Weitgehend ausgeblendet hat der von 2013 bis 2018 dauernde Strafprozess an seinen über 400 Verhandlungstagen "die staatliche Mitverantwortung für die Entstehung des NSU-Netzwerks und für dessen langjährige ungestörte Terroraktivitäten sowie die rassistische Natur der Ermittlungen". Dass die Strafjustiz den NSU als ein isoliertes Trio mit nur vier Unterstützern versteht, ist zum Teil durchaus dem Staatsschutzsenat des OLG vorzuwerfen: Das Gericht wollte weder das Ausmaß und damit die Gefährlichkeit der terroristischen Vereinigung (§129a StGB) aufklären – noch zumindest festhalten, dass im Strafverfahren über weitere Beteiligte des Nazi-Netzwerks beziehungsweise eine Verstrickung der Inlandsgeheimdienste nicht entschieden wurde. Stattdessen wurde in München die Geschichte des NSU so geschrieben, als hätte es die mindestens 30 bekannten sicherheitsbehördlichen "Quellen" im Umfeld des Trios nicht gegeben. Sogar im eklatanten Fall des hauptamtlichen Verfassungsschutzmitarbeiters Andreas Temme erklärte das Gericht dessen Zeugenaussage, er habe die Ermordung von Halit Yozgat am 6. April 2006 in dessen Kasseler Internetcafé nicht mitbekommen, nicht für unglaubhaft – obwohl Temme zur Tatzeit anwesend war.
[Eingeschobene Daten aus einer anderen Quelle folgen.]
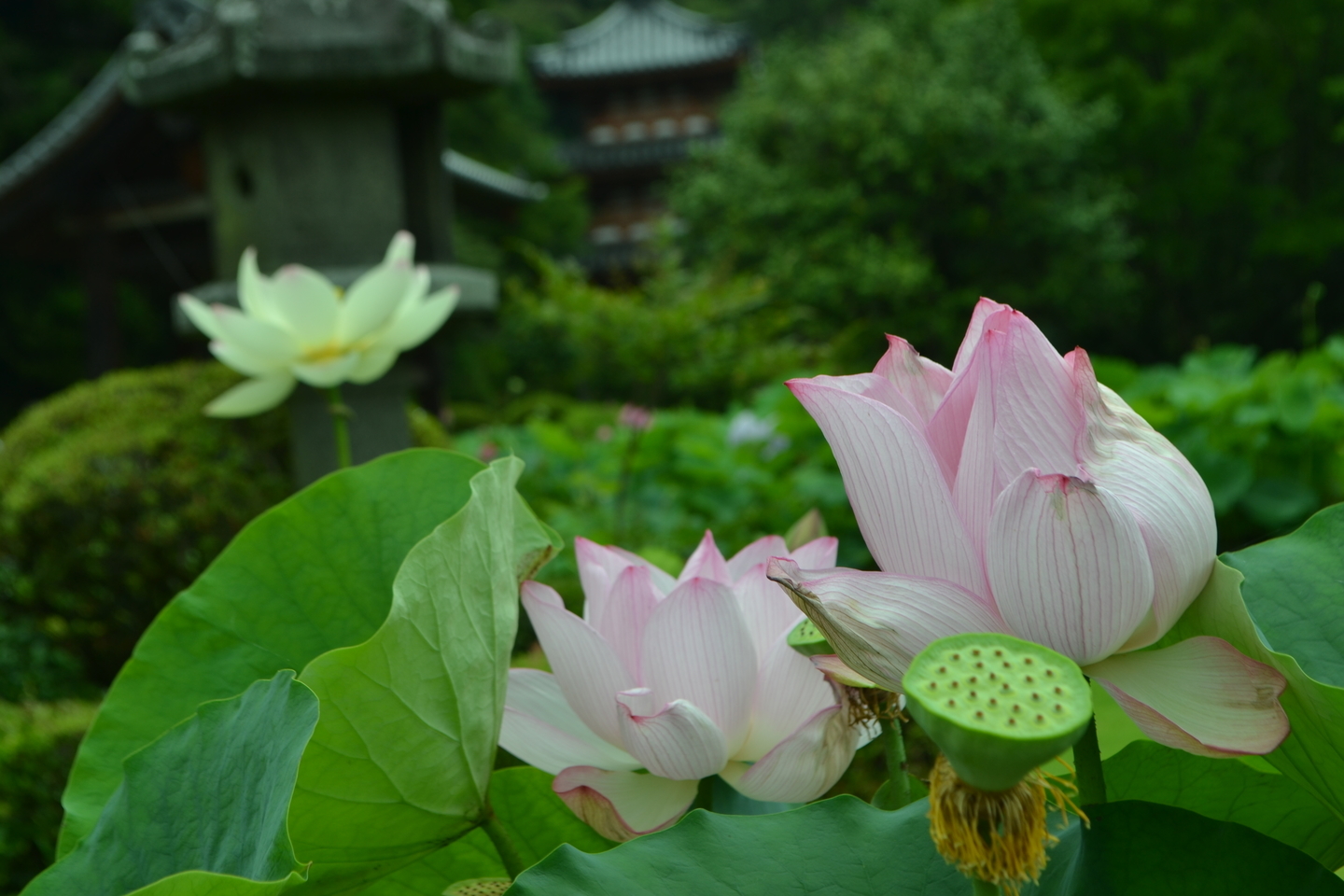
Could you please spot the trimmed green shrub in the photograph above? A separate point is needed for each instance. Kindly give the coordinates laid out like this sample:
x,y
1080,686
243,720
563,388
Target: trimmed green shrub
x,y
115,495
38,743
Die Aufklärung der Taten litt auch am teilweise auffallend geringen oder selektiven Erinnerungs- und Aussagevermögen nicht nur der meisten Zeug:innen aus dem NSU-Umfeld, sondern auch einiger der befragten Beamt:innen. Die Befragungstechnik des Vorsitzenden Götzl wirkte auf Beobachtende nicht immer zielführend; oft kamen Zeug:innen mit zweifelhaften bis erkennbar interessegeleiteten Aussagen davon, auch weil behördliche Akten zu ihnen nicht hinzugezogen wurden. Der Nebenklagevertreter Yavuz Narin erwähnte im Prozess, er werde "öfter gefragt, warum Zeugen aus der Szene hier vor Gericht so dreist und ungestraft lügen können". Beispielsweise leugnete Marcel Degner, der ehemalige Chef des Neonazi-Netzwerks "Blood and Honour" in Thüringen, seine langjährige Tätigkeit als Spitzel (Deckname "Hagel") für den Verfassungsschutz. Gegen ihn wurde tatsächlich wegen der Falschaussage ermittelt. Letztlich konnte Degner in München nicht zur Sache befragt werden; Nebenklagevertreterin Antonia von der Behrens wies darauf hin, dass die Vernichtung der entsprechenden Akten durch den Verfassungsschutz dazu beigetragen habe.

Entpolitisierung

Das Strafverfahren ist auf die prozessuale Wahrheit ausgerichtet, nicht auf die vermeintlich absolute Wahrheit. Eine rechtsstaatliche Strafprozessordnung schützt nicht zuletzt die Rechte von Beschuldigten. Und ein Zeuge, der sich nicht erinnern will, kann nicht zu einer (verwertbaren) Aussage gezwungen werden. Wie es die Rechtshistorikerin und Medientheoretikerin Cornelia Vismann formulierte, "geht die Justiz mit den Bedingungen ihrer Wahrheitsproduktion offener um als andere Wahrheitsdiskurse. Während diese sich zur Bewahrheitung auf eine höhere Autorität berufen (Natur, Physik, Gott), stellt das Gericht in aller Offenheit aus, dass die Wahrheitsfindung den von ihm selbst gesetzten Regeln folgt"; damit wird die strafjustizielle Wahrheitsfindung in gewisser Weise "immun gegen jeden von außen herangetragenen Zweifel. Einer Relativierung durch andere Wahrheitsformen ist sie nicht zugänglich".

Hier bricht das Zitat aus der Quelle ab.